Main processor: Final decision, overall path motion, real-world communications, and payload interface

Guidance processor: Continuous data gathering from the inertial measurement unit (accelerometers and gyro), GPS module, and filtering/navigation algorithms

Sensor processor: This device is constantly communicating with sensor arrays that watch the world around the ARV, as well as special sensors (i.e., methane monitor, oxygen monitor); it includes data sent back from the intelligent light detecting and ranging (lidar) units

Motor processor: This section controls the drive units (not limited to electric motors) and is used for hydraulic systems; in the electric system, it controls each motor’s RPM and monitors the motor’s current (again for current overload from a stalled motor); the hydraulic system is more simplistic in the control function of the valve (proportional actuation in both directions) and line pressure

Each processor has its own ROM area for boot/application code and scratch RAM for the main processor. A 1-kbyte mailbox system divided into four sections handles interprocessor communication. This allows the main processor to “leave messages or information” for the other processors or to retrieve needed data for decision-making.

With the mailbox comes a basic arbiter. Each processor will have to check with the arbiter prior to attempting to communicate with the mailbox RAM. Because this whole configuration is being constructed from the ground up, a very basic communications protocol needs to be instituted. The highest priority would be to ensure no one “hogs” the interconnection bus. That’s followed by the construct of the mailbox and the location of the values (Table 1).

CONVENTIONAL APPROACHES The overall FPGA-based SoC lends a design edge to time-to-market, potential materials cost, and test/debugging time. Because this is a reconfigurable single-chip solution, multiple design paths can be taken simultaneously.

Also, schematic capture and PCB design can be in the process while the FPGA is being designed. Software for each processor can be flowcharted and even implemented while the other processes are in progress. Board- or system-level simulation can be accomplished with the FPGA, versus having to simulate a multiprocessor environment.

Functions can be simply incorporated into the FPGA, and then the design and any additional software are recompiled. In traditional approaches that rely on discrete microprocessors, additional functions that can’t be implemented with the individual processors force the board to be redesigned, and hence, a new one must be assembled.
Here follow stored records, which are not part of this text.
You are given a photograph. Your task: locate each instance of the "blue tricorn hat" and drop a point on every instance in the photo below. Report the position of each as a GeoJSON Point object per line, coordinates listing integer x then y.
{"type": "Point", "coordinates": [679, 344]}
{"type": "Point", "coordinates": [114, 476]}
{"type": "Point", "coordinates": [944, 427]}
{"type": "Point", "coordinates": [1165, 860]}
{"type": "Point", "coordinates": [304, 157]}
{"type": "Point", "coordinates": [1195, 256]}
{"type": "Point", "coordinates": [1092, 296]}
This is a loss of time and money, as well as potential market shares for the product arena.

Table 2 compares the costs and benefits of an SoC based on a Cyclone III FPGA and Nios II processors with a conventional approach based on four individual processors. (No specific conventional processor is listed. The overall prices are generic.) Functionality between the two approaches will be as close as possible, and PCB area is for only that section of the board.

In this example, we also follow the common practice of leaving 20% to 40% “headroom,” which is used for possible expansion. In the Cyclone III family, some of the physical packages allow for a larger part to be installed on the same PCB footprint. This produces even greater flexibility to gain more logic resources without changing the PCB.

As underscored by Table 2, the Alterabased implementation offers significant benefits in cost, design flexibility, and time-to-market. Opportunities to further refine each of the architectural components at a hardware level to achieve the optimum results for any given application make the FPGA-based SoC a compelling alternative for building robotic vehicles.